/Cookinspect

This Selenium-based crawler finds violations in cookie banners of IAB Europe's Transparency & Consent Framework

Primary LanguagePython

Cookinspect

Selenium-based crawler used to find violations in cookie banners of IAB Europe's Transparency & Consent Framework

Update August 2021: TCFv2 support uploaded to this repository.

Update September 2020: CMPs switched to TCFv2 in August 2020. This script only handles TCFv1 and is therefore obsolete unless it's adapted to the new TCF version (contact me if interested).

Introduction

In the paper Do Cookie Banners Respect my Choice? Measuring Legal Compliance of Banners from IAB Europe's Transparency and Consent Framework, we show that Consent Management Providers (CMPs) of IAB Europe's Transparency & Consent Framework (TCF) do not always respect user's choice. This repository contains the code of the crawler used for this paper.

Author: Célestin Matte (Université Côte d'Azur, Inria, France)

Dependencies

  • postgresql
  • python-tldextract
  • python-selenium
  • python-sqlalchemy
  • python-publicsuffix2
  • chromium-chromedriver (ubuntu)
  • psycogs2 (ubuntu)
  • consent-string (nodejs package)
  • wget (to download vendorlists)

Install procedure

Database

  • Create a postgresql database called "cookinspect", along with a "cookinspect" user and give appropriate access rights.
$ psql -c 'create database cookinspect'
$ psql cookinspect
# create role cookinspect;
# alter role cookinspect with login;
# grant connect on database cookinspect to cookinspect;
# grant all on database cookinspect to cookinspect;

Configuration

  • copy cookinspect.conf.example to cookinspect.conf and modify it according to your database configuration.

Vendor lists

In order to detect violations, you need to download all vendor lists from IAB. Fortunately, there is a script that does that automatically.

cd vendorlist
./download.sh

IAB produces a new vendor list every week, so you need to launch this script again if you reuse cookinspect and it crashes because the latest vendorlist is not found.

Consent string decoding

(Unnecessary if you don't decode consent strings, e.g. if you only want to detect the presence of banners) Install IAB's consent string nodejs packages:

npm install --save consent-string
npm install --save @iabtcf/core

Potential installs issue

  • You may need to add a password to your database user so that sqlalchemy lets you connect

Usage

python cookinspect.py [--full-violations-check|--automatic-violations-check|--semi-automatic-violations-check|--help]

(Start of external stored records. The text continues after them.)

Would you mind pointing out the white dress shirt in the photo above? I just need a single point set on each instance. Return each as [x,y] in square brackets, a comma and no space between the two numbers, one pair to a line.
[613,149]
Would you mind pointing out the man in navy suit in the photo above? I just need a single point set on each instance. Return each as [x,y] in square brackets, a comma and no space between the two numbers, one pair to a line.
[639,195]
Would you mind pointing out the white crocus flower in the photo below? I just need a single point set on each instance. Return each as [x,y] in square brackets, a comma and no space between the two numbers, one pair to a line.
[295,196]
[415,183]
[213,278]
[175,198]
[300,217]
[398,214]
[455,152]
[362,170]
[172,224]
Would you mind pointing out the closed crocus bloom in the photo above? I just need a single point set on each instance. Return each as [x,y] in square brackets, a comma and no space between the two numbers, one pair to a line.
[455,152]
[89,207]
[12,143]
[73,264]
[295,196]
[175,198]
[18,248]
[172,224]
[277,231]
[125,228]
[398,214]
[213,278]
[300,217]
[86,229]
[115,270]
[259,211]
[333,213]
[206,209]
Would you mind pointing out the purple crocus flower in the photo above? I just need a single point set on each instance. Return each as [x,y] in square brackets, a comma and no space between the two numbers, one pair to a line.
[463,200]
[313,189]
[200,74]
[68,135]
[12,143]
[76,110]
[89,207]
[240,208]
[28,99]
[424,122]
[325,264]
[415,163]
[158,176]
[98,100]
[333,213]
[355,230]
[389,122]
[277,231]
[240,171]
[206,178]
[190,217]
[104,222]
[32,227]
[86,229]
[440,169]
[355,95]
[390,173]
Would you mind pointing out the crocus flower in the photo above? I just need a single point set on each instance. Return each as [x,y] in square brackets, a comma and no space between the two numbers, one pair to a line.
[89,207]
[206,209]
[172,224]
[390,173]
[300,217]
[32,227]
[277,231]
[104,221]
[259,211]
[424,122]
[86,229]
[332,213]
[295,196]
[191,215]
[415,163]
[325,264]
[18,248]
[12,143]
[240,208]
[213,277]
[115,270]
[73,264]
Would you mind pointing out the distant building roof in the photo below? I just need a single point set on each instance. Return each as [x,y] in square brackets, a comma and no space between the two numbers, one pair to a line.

Run it with --help for more options. By default, the script will attempt to load the website and say if it contains a TCF-related CMP.

Displaying results

To display results for a single website, use the --dump option.

To display statistics on all websites present in the database, use

python extract_results.py

Running a campaign on many websites

  • Copy the list of websites in a CSV file, without www. subdomain (this will be tested automatically). See an example in examples/iab_banners.csv

  • Use run.sh:

    run.sh DOMAINS_LIST_FILE OUTPUT_LOG_FILE [--semi-automatic|--full|--test-cmp]

It runs the automatic crawl by default.

Security caution

This tool takes a lot of inputs from the targeted website and has not been built with security in mind. Someone reading this code COULD exploit it. Please do not run outside a safe environment, e.g. at least a separate unix user having no right on your system.

Additional notes

Stage: completed project (2019). TCFv2 support added in August 2021.

This was an experimental single-developer research project. Direction changed several times during development, so please be very tolerant with code quality.